Quantum image edge detection based on eight-direction Sobel operator for NEQR
Wenjie Liu, Lu Wang
TL;DR
The paper addresses the limitation of existing quantum Sobel edge detectors (QSED) that rely on two or four directions, which can miss edge details in high-definition images. It introduces an eight-direction Sobel-based QSED for NEQR images, with full gradient computation in eight directions and integrated quantum pipelines for non-maximum suppression, double thresholding, and edge tracking. The authors provide detailed quantum circuits and show, via simulations, that the method captures more edge information—particularly diagonals—and achieves a lower MSE than previous QSED variants, with a complexity of $O(n^2+q^2)$ for NEQR images.
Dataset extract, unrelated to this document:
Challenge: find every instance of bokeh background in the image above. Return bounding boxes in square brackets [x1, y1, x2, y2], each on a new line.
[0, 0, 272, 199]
This work advances real-time, high-fidelity quantum image edge detection, while acknowledging that current hardware limitations require ideal-noise simulations and motivating future anti-noise QSED development.
Abstract
Quantum Sobel edge detection (QSED) is a kind of algorithm for image edge detection using quantum mechanism, which can solve the real-time problem encountered by classical algorithms. However, the existing QSED algorithms only consider two- or four-direction Sobel operator, which leads to a certain loss of edge detail information in some high-definition images. In this paper, a novel QSED algorithm based on eight-direction Sobel operator is proposed, which not only reduces the loss of edge information, but also simultaneously calculates eight directions' gradient values of all pixel in a quantum image. In addition, the concrete quantum circuits, which consist of gradient calculation, non-maximum suppression, double threshold detection and edge tracking units, are designed in details. For a 2^n x 2^n image with q gray scale, the complexity of our algorithm can be reduced to O(n^2 + q^2), which is lower than other existing classical or quantum algorithms. And the simulation experiment demonstrates that our algorithm can detect more edge information, especially diagonal edges, than the two- and four-direction QSED algorithms.